What does atomic nature mean?
the nature of the atom : size , shape , abundance etc.
It means things are not infinitely divisible. ("Atom" is from the Greek meaning "uncuttable.") Everything is made of tiny identical units, which cannot be changed, but only hooked together in various ways. On first glance, the idea that everything around us is made of atoms is nuts. There appears to be an infinite variety of things -- trees, people, smoke, steel, blood, chocolate, coffee, stone, ocean water -- and it's absurd to think either that each and every one of them is made of a certain type of atom (people atoms, steel atoms, chocolate atoms), or that someone when you mix stone and water atoms you get something that is not midway between stone and water, but living flesh instead. Hence when people first started thinking about of what the world was made, they quite naturally assumed it was made of continuous stuff, which could have its properties varied subtly in infinite numbers of ways, like a skein of yarn can be dyed in an infinite variety fo shades of color. The idea that things were made of atoms, which certainly had occured to ancient thinkers, particularly the Greeks, was dismissed as silly.

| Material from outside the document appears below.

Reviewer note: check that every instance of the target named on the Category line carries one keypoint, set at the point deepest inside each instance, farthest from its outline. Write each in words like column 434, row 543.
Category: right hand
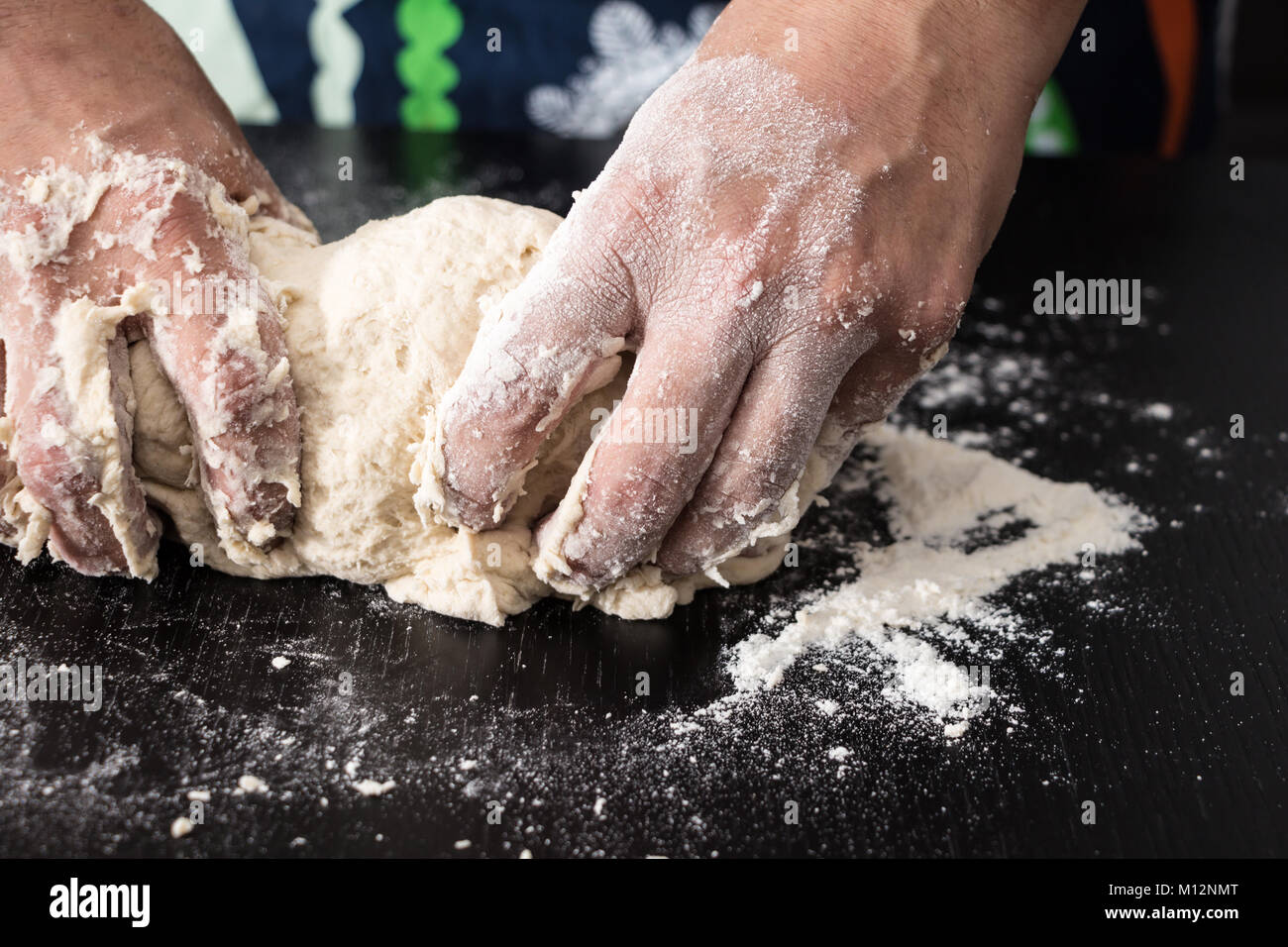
column 120, row 166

In fact, it was only the advent of repeatable chemistry in the 18th and 19th century that brought the idea of atoms back into study, because the regular patterns of chemical reactions are simply impossible to explain without assuming materials are made of atoms. (If things were NOT made of atoms, you would expect little in the way of patterns in chemical reactions -- things could react with each other in an infinite variety of ways, since matter could take on an infinite variety of forms.) Later on, in the late 19th and early 20th century, there was also physical evidence for the existence of atoms, particularly in the observations of gases and Brownian motion. What we are left with, then, is explaining how it is that an atom of stone, e.g. a carbon atom, and an "atom" (or what we now call a "molecule") of water can combine to form a substance (living flesh) that has properties utterly unlike those of the stone or water. This is, indeed, the essential surprise of chemistry: that the products of chemical reactions can and usually do have properties utterly unlike the reactants.